MATLAB Parallel Computing Toolbox (PCT)
The Parallel Computing Toolbox is a toolbox within MATLAB. It lets you solve computationally-intensive and data-intensive problems using MATLAB and Simulink on your local multicore computer or the Katana Cluster. Parallel processing operations such as parallel for-loops, parallel numerical algorithms, and message-passing functions let you implement task- and data-parallel algorithms in MATLAB. Converting serial MATLAB applications to parallel MATLAB applications requires few code modifications and no programming in a
low-level language.

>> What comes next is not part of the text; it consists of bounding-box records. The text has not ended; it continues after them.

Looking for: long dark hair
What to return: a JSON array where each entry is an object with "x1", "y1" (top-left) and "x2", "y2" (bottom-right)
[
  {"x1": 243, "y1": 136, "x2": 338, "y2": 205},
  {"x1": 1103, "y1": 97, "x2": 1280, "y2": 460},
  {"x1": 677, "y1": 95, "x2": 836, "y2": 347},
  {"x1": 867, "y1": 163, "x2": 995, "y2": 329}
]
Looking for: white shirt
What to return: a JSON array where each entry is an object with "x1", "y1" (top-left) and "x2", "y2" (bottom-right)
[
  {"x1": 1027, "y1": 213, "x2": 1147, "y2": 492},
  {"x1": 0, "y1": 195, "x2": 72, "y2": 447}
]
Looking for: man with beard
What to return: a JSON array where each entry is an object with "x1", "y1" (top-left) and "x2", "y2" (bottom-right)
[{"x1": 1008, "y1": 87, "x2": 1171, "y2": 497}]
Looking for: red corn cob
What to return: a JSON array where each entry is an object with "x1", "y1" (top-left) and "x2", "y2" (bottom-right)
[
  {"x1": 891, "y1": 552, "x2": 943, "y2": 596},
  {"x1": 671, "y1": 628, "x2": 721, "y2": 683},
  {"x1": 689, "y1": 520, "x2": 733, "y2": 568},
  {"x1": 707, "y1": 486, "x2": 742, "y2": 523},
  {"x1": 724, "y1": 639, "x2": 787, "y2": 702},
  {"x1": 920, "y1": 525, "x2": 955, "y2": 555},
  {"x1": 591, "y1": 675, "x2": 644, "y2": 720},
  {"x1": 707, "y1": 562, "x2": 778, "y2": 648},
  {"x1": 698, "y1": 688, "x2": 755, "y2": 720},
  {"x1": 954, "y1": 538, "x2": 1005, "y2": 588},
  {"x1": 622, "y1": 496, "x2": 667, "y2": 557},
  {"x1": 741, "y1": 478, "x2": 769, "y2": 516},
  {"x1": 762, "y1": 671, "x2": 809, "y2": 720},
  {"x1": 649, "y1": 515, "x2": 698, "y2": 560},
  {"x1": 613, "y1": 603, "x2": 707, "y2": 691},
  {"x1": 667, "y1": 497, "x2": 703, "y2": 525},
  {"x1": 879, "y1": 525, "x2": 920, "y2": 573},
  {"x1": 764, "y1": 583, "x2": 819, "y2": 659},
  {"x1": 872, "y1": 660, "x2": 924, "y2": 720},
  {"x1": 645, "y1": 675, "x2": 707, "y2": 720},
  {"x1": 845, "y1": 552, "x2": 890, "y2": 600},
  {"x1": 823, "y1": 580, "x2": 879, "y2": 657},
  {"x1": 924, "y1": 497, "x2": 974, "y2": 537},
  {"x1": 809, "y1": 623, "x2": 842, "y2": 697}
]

You can run your applications interactively or in batch.
To use MATLAB requires a software license. Similarly, using the PCT also requires a PCT software license, whether you are running it on your local computer or the Katana cluster. In addition, using multiprocessors on the Katana
cluster for parallel MATLAB application additionally requires an equal number of "remote worker" licenses. There are currently 32 remote worker licenses available for users with Katana access. License access is a fully automated process. There is no action necessary by the user.
Multicore local computers are ideal for interactive PCT sessions. It only require a PCT software license. No "local worker" licenses
are required to run the PCT. Furthermore, there is no wait time for accessing the local workers. However, up to eight (8) local workers are allowed on a local, or client, computer. Local interactive PCT sessions are very useful for PCT learning, code development and debugging. If you need more workers, such as for making production runs or program debugging that require more workers than is available on your local computer, you will need to use the workers on the Katana cluster.
The Katana cluster processors can be used for both interactive as well as batch processing using the PCT. However, since all PCT jobs are treated as batch jobs, running an interactive PCT session may require wait time when the Katana is in full utilization.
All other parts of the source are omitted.